Wang also crafted dramatic “set pieces” that both entertain and advance the action. For example, Act I’s department store segment, with its lively libretto and cleverly staged chorus, includes Hazel’s aria in the elevator that makes that ubiquitous mechanical apparatus into a metaphor for flight and a soprano aria (Margevich) that begins charmingly but turns into a chilling exploration of racism, a theme that periodically bubbles to the surface.

Grounded and soaring

Fearless could benefit from some judicious editing and musical compression, though the opening night audience sat riveted to the end. The narrative arc might be tightened, and a somewhat oblique framing device and a concluding plot twist might be clarified, things that can only be accomplished once a work has first been staged. Wang, who dedicated the opera to “my family—past, present, and future”, ends not with the expected reprise of the stirring title song but with unexpected intimacy and a reflective turn, a bold compositional choice.

Overall, Fearless is soulfully written, melodic without being cloying, and Wang’s libretto, filled with actual and slant rhymes, is poetic and moving.
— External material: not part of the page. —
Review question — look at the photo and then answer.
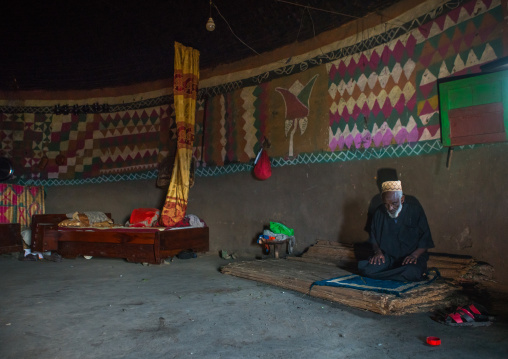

I hope this work can settle into the operatic canon. But in OperaDelaware’s premiere production—thoughtfully staged, excellently played, and exploring new dramatic territory—the entire company leaned wholeheartedly into this composer’s vision, one both grounded and soaring.

What, When, Where

Fearless. Music and libretto by Derek Wang. Conducted by Benjamin Makino; stage direction by Malena Dayen; chorus master George Hemcher. May 16 and 18, 2025 at The Grand Opera House/Copeland Stage, 818 N. Market Street, Wilmington. (302) 442-7807 or operade.org.

Accessibility

The production ran two hours and 30 minutes with one intermission and was performed in English with supertitles.

The Grand’s entrance is at street level, and the venue is equipped with elevators and wheelchair accessibility/seating.